One of the few nice things about getting older is that eventually, your car insurance rates will decrease, provided you are a safe driver. After the age of 25, you are no longer in the highest-risk age group for drivers, and you’ll see your rates for auto insurance go down as a result. But even if you are a cautious driver with a clean driving record, you may notice at some point that your rates have gone up. As it turns out, there are actually a number of factors that can play a role in the cost of automobile insurance aside from age. And if you want to avoid rate increases, it’s probably a good idea to understand the circumstances that could lead to rate hikes. Here are a few ways to keep your rates in an affordable range.
- Drive carefully. This is the obvious first step if you don’t want to pay through the nose for auto insurance. Both tickets and accidents can impact the price you’ll pay for insurance coverage when you get behind the wheel. So follow the rules of the road, avoid high-risk activities like drinking and driving, distracted driving (talking or texting, for example), and so on, and allow for plenty of reaction time when operating a motor vehicle since other drivers may not be as safety-conscious as you. Even if another driver is at fault for an accident, your rates could go up. So accounting for other drivers around you is equally important to follow the rules yourself.
- Don’t buy a brand new. The car you drive can definitely play a role in the cost of your insurance, so you can reasonably expect your rates to increase when you scrap your old clunker in favor of a brand new automobile. Luckily, you can temper this rate hike by purchasing a vehicle that is not brand new. There are all kinds of workable options these days if you don’t want to go for an older used car. For example, you can buy a certified pre-owned vehicle for significantly less than the sticker price of a new model and still enjoy the benefit of a warranty. And considering a new car loses value the moment you drive it off the lot, you may have to purchase gap insurance in addition to your regular policy to cover the gap between the value of the car and what you still owe on an auto loan. The lesson here is: don’t buy new if you want to avoid insurance rate increases.
- Skip luxury and sport vehicles. The cost of your vehicle will partially determine your insurance rate since your provider is planning for the cost to replace parts in the event of an accident, or even total value if the car cannot be salvaged. So you might want to skip the luxury vehicles in favor of something a little less pricy. You should also know that the relative risk associated with your car can result in higher rates. If you drive a minivan or even a sedan, you’ll likely pay less, all things being equal, than you would for a 2-door sports car, which insurers consider to hold a higher risk factor.

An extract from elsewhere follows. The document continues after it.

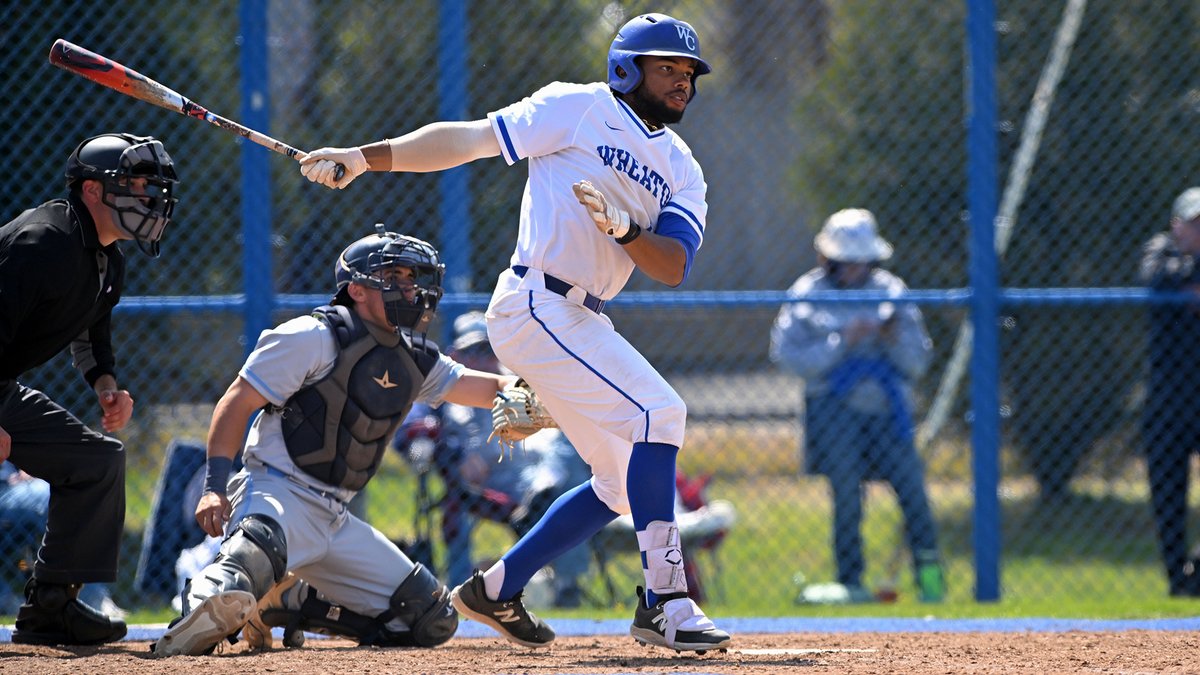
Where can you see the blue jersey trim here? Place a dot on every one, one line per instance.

- Limit your drive time. Statistically speaking, the more time you spend on the road, the more likely you are to get in an accident. So if you can make your morning commute using public transit or you have the option to join a carpool in order to cut down on mileage, you stand to avoid a rate increase for your auto insurance (and save on fuel and maintenance costs, to boot).
- Don’t let others drive your vehicle. Of all the car insurance tips you might follow, the most important for avoiding rate hikes is this: do not let other drivers get behind the wheel of your car. Of course this doesn’t apply to others on your insurance policy, such as a spouse or teenage children. But even if your brother or your friends insist that they’re covered under their own insurance, there’s no guarantee you won’t be held liable in the event of an accident. And you’re the one who will have to pay for repairs and deal with insurance hassles if you’re wrong. So whether you’re covered by a policy with State Farm or your local Pronto Insurance Franchise, be smart and don’t loan out your car.